Uma sessão de apreciação dos recursos do caso, marcada para a última terça-feira (21/11), no Tribunal de Justiça do Estado (TJ-BA), foi adiada depois que um desembargador pediu vista (mais tempo para analisar o processo). A nova sessão foi marcada para o dia 5 de dezembro.

Abaixo, a íntegra do manifesto:

 Catarina Galindo e Paulo Colombiano dedicaram suas vidas a promover o bem estar de todos à sua volta. Os interesses individuais e pessoais jamais poderiam estar à frente dos interesses coletivos e sociais. A marca registrada desse casal sempre foi o acolhimento e a alegria. A força do amor e o poder da verdade sempre foram as bandeiras levantadas pelos dois. Um casal aparentemente comum, com sua rotina normal a todos os brasileiros, diferente nos sonhos e nas práticas e gestos de confiança- esperança de construção de um mundo digno e justo.

Essa trajetória foi interrompida pela ganância e pelos interesses diversos aos apresentados. Paulo, reconhecido como um sindicalista defensor de sua categoria e líder de várias gerações de rodoviários, não permitiria aceitar ou ser conivente com cobranças abusivas e fraudes que prejudicassem seus parceiros. Catarina, sua fiel companheira, atuava de forma silenciosa cuidando da alma dos motoristas, de forma a abraçar a causa e a luta de cada um.

Juntos, foram vítimas de um crime covarde! Sabiam que as provas eram inquestionáveis e o mais viável seria retirar a vida dos que poderiam prejudicar o recebimento ilegal de 200 milhões de reais. Para eles, foi um valor justo. Para nós, não existe como valorar as perdas incontáveis de benefícios realizados por Paulo e Catarina na fase que poderiam estar mais perto da família e dos amigos, pois estavam perto de suas aposentadorias.

Quantos momentos de convivência foram retirados de nós, mãe, filhos, neto, irmãos, sobrinhos e amigos?

O que fizeram esses assassinos com 200 milhões de reais?

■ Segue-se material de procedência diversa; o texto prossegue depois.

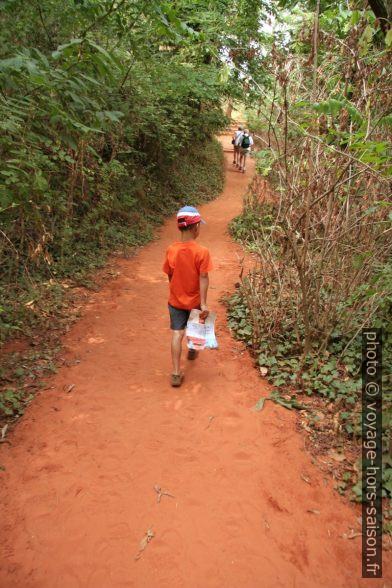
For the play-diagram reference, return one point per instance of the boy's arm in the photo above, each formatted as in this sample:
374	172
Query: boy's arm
204	282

Pagaram seus advogados, custearam suas viagens ao exterior, pagaram ingressos para assistir aos jogos da Copa com os seus?

Estão livres, enquanto nós continuamos presos na dor da saudade, da angústia e da revolta!

Clamamos pelo fim da impunidade! Rogamos pela nossa liberdade e voltar a ter alegria e esperança para dar continuidade ao legado de Paulo e Catarina. Exigimos a condenação e prisão dos 2 mandantes e 3 participantes do crime!